Top AI models claim near-perfect political neutrality in self-graded test

A leading artificial intelligence laboratory has released a new framework for measuring political bias, claiming its latest systems achieve “even-handedness” scores comparable to the highest-performing rival models on the market.

Anthropic published the results of its new “Paired Prompts” evaluation methodology, which tests models using 1,350 pairs of prompts across 150 topics. The system requests responses on the same contentious issue from opposing ideological perspectives to measure whether the AI treats both views with equal depth and quality.

According to the evaluation, the company’s Claude Sonnet 4.5 achieved a 94 per cent even-handedness score, whilst Claude Opus 4.1 reached 95 per cent. Google’s Gemini 2.5 Pro and xAI’s Grok 4 scored marginally higher at 97 per cent and 96 per cent, respectively.

In contrast, OpenAI’s GPT-5 scored 89 per cent, whilst Meta’s Llama 4 lagged significantly at 66 per cent.

Conflicting benchmarks

The placement of GPT-5 below other top models contrasts with OpenAI’s own internal assessments.

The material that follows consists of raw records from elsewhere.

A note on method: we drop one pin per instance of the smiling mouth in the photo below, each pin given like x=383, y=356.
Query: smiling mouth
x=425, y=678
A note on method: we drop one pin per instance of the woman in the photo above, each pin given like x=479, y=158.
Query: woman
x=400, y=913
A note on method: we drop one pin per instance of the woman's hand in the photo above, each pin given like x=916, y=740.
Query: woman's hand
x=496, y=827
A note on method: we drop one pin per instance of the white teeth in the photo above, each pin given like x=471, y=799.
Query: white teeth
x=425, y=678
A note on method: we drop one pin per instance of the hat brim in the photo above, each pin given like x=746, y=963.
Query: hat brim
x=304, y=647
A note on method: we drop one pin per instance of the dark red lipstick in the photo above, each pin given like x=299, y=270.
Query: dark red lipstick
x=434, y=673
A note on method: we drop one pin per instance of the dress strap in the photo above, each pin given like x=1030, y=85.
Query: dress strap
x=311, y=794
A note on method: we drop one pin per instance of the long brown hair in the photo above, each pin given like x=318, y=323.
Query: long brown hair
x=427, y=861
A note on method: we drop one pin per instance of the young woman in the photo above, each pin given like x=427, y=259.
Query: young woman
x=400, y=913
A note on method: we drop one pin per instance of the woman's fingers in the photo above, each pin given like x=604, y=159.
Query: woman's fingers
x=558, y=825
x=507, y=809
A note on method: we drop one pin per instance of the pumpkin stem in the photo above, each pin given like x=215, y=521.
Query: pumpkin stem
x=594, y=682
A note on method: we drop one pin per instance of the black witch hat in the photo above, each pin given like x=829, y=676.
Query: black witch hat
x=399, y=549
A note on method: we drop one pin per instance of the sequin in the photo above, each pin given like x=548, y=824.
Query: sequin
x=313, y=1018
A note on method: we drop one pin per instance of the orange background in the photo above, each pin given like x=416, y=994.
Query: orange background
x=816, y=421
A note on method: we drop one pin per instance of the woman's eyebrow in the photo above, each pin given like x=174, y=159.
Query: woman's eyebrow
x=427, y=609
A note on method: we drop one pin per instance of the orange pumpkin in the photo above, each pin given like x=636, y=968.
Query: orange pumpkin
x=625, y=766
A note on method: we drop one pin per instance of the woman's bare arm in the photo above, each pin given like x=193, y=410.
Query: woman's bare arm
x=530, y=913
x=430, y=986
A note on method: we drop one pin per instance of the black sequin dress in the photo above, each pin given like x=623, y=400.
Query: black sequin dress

OpenAI recently released data claiming its GPT-5 models demonstrated a 30 per cent reduction in political bias compared to predecessors, maintaining “near-objective performance” on neutral or slightly slanted prompts.

While OpenAI found that “strongly charged liberal prompts exert the largest pull on objectivity,” Anthropic’s evaluation suggests that when graded by a different system, the model’s even-handedness falls behind that of Gemini and Grok.

Anthropic acknowledged that its evaluation relied on its own technology to judge the outputs.

“In this case, instead of human raters, we used Claude Sonnet 4.5 as an automated grader to score responses quickly and consistently,” Anthropic states.

To address potential bias in the grading process, the researchers ran validity checks using GPT-5 as a grader. While correlations remained strong for most models, the choice of grader significantly altered results for Meta’s Llama 4. The investigation found that GPT-5 rated Llama 4’s responses as even-handed, even when the model failed to engage with the request, whereas the Claude grader penalised such responses.

Anthropic revealed details regarding its “character training” process, where models are rewarded for adhering to specific traits to avoid “sowing division”. One such instruction requires the model to adopt a position of neutrality: “I try to answer questions in such a way that someone could neither identify me as being a conservative nor liberal.”

The focus on preventing AI from amplifying divisive content aligns with growing concerns about digital echo chambers. A University of Illinois study found that “differing beliefs were associated with different realities,” identifying political misinformation as a key factor in the breakdown of marriages and long-term relationships in the US.